Houston Chronicle Sunday

A reasonable response to ‘irrational’ sellers

Acquisitio­n firm’s timing worked out before oil slump

- By Tanya Rutledge tanyarutle­dge@gmail.com

ONSHORE oil and gas acquisitio­n, developmen­t and production firm EnerVest experience­d a major stroke of good timing against last year’s backdrop of falling oil prices.

EnerVest has sold off $1.6 billion of oil assets over the last year and a half, taking the company’s asset portfolio to 70 percent gas, 20 percent natural gas liquids and 10 percent oil.

CEO John B. Walker, who was formerly an oil and gas analyst in New York, said he would like to take credit for having the foresight to make those divestitur­es before oil prices started to fall. However, he says the decision was based on EnerVest’s view that oil assets were selling for prices that were too high, spurring the company to sell instead of buy prior to the drop.

“I’d like to tell you that I knew oil was going to drop from $100 to $40, but it was just that oil assets were so hot, and we were losing out on bids,” he said. “It was that light-bulb effect where sellers were being irrational about prices, so we decided to sell.”

Walker points to one situation where the company had acquired some oil assets for $320 million 18 months earlier, then sold them for $950 million. The firm raises money from investors, putting them into funds that each top out at a set amount. The funds, in turn, invest in oil and gas assets.

Armed with capital from asset sales plus equity in the company’s $2 billion Fund XIII, EnerVest made $3.1 billion gross and $2 billion net in acquisitio­ns last year, primarily in the Anadarko Basin in western Oklahoma and the Texas Panhandle. It also did nearly $1 billion in divestitur­es.

Houston-based EnerVest has more than 29,000 wells in 15 states, 6 million acres under lease and $11 billion in assets under management. It was responsibl­e for nearly 7 percent of the $60 billion in oil and gas assets bought and sold in the U.S. last year, the company said, citing RBC Richardson Barr, an affiliate of investment bank RBC Capital Markets.

It just closed its $3 billion Fund XIV and is set to begin making acquisitio­ns through the fund this year. EnerVest’s Funds I-IX averaged a 36 percent return to investors, Walker said.

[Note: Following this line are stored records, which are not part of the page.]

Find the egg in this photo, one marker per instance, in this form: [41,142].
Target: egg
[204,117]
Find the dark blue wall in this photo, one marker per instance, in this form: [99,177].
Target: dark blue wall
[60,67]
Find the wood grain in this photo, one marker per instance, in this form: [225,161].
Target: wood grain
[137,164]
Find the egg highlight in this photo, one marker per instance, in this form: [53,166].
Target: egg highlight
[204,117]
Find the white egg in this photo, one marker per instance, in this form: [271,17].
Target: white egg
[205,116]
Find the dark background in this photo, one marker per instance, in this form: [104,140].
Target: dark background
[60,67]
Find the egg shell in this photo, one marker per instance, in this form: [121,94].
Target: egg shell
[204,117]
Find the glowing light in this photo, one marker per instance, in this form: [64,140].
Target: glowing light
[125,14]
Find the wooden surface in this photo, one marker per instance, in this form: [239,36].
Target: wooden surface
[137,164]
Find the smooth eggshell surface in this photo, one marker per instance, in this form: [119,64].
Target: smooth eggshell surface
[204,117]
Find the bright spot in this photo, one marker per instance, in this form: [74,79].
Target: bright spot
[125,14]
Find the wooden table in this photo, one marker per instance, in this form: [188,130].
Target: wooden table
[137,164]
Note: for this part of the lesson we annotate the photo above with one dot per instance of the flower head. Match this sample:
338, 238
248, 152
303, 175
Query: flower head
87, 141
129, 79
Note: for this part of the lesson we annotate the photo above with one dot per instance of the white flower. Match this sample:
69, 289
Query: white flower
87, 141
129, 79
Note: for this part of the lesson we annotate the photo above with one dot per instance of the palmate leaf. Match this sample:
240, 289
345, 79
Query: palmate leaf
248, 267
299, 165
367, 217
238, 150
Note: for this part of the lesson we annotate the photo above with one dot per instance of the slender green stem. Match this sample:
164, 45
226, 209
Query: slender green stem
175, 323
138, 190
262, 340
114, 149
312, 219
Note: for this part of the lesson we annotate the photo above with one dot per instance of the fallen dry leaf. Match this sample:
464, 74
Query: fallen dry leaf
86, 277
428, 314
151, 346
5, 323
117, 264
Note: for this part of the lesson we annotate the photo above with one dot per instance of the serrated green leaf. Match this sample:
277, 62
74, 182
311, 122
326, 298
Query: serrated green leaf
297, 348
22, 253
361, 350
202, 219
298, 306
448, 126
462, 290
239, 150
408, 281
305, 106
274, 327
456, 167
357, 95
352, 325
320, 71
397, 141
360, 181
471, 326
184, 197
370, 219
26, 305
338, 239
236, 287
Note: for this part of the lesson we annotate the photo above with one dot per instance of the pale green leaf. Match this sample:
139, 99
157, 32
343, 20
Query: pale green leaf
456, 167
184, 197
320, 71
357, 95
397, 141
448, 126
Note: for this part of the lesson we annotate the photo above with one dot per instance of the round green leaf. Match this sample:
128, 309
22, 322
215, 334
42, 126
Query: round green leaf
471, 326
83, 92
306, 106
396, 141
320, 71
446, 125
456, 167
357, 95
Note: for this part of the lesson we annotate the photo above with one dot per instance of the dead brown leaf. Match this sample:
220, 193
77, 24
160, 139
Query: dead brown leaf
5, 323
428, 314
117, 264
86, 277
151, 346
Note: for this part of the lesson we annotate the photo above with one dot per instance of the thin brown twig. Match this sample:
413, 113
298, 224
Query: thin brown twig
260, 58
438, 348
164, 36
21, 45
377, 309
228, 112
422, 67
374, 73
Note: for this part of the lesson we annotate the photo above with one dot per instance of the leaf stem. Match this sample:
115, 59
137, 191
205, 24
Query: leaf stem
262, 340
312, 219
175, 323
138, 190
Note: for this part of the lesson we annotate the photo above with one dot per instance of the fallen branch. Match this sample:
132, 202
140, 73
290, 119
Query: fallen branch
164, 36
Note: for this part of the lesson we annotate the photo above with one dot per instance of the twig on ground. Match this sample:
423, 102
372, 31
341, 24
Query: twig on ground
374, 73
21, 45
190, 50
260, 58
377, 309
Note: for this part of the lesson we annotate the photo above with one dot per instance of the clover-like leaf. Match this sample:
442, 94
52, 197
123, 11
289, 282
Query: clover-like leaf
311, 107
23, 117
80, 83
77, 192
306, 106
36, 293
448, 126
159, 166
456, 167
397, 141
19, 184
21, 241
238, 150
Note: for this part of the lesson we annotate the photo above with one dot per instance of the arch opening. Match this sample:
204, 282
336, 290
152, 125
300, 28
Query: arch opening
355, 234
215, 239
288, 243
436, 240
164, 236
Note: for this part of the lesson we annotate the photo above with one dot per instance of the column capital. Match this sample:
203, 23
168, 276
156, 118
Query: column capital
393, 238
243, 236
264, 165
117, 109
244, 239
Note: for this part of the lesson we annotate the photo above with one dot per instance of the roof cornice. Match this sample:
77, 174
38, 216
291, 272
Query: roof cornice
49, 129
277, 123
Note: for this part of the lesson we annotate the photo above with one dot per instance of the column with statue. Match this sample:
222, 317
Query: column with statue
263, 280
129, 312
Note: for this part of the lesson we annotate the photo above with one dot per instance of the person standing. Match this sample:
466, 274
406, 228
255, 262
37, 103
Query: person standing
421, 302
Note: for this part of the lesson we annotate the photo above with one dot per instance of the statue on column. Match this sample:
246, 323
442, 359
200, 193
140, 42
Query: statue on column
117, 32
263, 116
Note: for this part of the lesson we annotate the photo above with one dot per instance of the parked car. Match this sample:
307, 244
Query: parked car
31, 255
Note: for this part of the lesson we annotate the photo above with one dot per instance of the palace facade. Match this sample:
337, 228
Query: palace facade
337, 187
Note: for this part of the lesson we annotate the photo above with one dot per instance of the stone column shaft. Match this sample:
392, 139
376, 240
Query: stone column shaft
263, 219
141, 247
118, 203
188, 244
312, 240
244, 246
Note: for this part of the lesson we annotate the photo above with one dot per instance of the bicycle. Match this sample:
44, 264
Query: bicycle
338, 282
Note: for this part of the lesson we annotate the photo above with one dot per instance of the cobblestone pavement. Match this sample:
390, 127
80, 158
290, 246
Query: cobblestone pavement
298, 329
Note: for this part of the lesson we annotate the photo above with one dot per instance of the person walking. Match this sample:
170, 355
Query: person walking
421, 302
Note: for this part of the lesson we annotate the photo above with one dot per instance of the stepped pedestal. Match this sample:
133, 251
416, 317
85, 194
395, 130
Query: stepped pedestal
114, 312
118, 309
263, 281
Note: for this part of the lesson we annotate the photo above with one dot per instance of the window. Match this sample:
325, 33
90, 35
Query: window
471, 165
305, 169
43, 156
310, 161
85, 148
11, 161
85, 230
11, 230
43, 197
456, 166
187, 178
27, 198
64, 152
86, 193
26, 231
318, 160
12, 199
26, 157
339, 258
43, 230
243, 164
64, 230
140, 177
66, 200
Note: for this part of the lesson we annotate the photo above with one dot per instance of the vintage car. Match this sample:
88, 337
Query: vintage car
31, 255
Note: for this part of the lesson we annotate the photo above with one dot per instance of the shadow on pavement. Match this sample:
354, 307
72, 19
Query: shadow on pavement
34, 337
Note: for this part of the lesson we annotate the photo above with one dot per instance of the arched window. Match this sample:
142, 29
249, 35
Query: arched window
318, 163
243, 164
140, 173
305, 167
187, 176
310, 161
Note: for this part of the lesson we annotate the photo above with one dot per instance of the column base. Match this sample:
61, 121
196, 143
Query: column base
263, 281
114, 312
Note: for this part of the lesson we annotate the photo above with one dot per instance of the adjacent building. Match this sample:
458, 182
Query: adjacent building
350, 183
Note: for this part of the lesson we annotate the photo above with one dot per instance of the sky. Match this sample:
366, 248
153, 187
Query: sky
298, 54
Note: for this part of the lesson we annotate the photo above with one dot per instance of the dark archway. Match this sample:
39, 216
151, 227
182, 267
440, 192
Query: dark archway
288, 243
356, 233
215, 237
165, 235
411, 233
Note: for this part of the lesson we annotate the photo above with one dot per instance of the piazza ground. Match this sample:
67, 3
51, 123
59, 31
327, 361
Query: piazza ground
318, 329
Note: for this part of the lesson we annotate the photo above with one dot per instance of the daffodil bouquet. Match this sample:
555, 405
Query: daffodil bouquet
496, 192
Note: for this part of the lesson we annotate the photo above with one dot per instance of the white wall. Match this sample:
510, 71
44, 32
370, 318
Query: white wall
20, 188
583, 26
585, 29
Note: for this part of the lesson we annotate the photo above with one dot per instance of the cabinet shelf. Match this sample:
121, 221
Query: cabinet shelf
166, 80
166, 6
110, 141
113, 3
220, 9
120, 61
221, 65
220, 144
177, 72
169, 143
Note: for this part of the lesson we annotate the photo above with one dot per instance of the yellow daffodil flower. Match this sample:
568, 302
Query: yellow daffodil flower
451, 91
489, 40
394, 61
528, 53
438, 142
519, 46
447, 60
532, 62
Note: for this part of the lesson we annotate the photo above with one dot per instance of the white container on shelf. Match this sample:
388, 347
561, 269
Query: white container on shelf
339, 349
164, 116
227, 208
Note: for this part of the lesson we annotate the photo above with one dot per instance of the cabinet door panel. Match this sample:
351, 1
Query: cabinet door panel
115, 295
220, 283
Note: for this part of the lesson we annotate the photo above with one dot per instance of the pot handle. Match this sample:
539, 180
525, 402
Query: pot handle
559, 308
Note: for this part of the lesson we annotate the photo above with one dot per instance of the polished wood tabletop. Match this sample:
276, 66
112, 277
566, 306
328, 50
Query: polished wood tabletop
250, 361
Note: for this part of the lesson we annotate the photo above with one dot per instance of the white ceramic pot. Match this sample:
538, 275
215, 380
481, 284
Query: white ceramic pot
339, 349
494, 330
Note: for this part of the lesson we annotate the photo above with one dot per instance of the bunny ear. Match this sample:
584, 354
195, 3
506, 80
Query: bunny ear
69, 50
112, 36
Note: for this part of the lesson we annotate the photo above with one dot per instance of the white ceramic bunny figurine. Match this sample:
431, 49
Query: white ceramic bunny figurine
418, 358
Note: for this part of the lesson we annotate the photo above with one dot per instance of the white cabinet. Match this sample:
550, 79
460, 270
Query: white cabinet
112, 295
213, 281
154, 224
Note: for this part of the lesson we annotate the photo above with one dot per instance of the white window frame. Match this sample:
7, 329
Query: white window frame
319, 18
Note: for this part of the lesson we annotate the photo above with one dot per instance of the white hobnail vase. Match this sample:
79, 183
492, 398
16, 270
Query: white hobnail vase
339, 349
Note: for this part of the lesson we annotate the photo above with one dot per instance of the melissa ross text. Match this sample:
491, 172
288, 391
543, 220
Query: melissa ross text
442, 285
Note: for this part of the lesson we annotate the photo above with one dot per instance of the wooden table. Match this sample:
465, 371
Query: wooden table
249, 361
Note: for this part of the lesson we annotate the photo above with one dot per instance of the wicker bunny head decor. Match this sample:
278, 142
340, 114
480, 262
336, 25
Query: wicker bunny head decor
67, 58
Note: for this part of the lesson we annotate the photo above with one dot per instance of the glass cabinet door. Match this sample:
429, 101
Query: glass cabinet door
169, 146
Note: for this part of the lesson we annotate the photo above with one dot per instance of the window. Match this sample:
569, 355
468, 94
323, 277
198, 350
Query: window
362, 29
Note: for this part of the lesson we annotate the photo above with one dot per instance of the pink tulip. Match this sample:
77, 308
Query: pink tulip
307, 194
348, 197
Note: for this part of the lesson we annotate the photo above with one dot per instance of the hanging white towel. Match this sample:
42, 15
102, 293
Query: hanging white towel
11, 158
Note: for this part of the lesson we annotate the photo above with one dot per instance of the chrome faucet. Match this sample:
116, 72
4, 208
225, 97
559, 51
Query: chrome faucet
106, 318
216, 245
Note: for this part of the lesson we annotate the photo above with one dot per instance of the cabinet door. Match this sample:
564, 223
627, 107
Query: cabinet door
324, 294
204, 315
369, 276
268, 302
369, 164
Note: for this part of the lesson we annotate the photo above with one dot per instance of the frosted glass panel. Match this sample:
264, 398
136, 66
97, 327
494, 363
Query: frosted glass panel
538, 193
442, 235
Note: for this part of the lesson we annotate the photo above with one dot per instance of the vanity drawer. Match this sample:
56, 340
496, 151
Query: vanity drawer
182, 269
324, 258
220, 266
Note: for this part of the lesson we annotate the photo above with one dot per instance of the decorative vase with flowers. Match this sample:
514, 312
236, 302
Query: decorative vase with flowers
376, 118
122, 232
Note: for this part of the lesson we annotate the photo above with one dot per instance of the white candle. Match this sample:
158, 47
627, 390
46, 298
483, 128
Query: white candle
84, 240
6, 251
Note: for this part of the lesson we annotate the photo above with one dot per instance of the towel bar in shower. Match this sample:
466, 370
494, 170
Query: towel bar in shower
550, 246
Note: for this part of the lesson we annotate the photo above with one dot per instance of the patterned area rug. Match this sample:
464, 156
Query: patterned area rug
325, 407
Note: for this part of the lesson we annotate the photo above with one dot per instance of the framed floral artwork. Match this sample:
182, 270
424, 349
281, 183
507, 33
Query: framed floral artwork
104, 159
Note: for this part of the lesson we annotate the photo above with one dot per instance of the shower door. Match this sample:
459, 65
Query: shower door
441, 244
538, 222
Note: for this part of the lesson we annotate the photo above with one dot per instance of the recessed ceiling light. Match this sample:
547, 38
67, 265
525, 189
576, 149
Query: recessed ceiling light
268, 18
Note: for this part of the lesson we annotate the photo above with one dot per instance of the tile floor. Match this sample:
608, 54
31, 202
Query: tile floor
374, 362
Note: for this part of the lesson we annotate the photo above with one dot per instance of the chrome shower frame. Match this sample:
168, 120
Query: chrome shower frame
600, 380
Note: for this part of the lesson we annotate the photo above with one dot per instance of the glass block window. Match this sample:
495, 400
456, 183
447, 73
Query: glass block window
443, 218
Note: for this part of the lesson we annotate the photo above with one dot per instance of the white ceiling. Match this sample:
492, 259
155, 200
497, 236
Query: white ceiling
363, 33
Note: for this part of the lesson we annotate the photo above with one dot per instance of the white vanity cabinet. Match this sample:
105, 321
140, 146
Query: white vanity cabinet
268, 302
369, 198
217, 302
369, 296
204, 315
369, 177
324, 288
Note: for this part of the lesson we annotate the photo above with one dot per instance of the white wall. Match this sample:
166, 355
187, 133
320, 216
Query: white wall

Walker said the company, which typically holds its assets for between four and nine years, plans to stick to its onshore-only investment strategy, with the idea of eventually returning closer to a 50-50 balance of oil and gas assets.

“We feel like we’ve done a really good job of investing in assets to deliver strong returns to our investors,” Walker said. “That’s one of the reasons why each fund is bigger than the next.”

EnerVest generated $1.6 billion in revenue last year, up from $1.5 billion in 2013. The company, which has 1,300 employees, 480 in Houston, came in at No. 8 on the Chronicle 100 list of top private companies, up from No. 11 last year.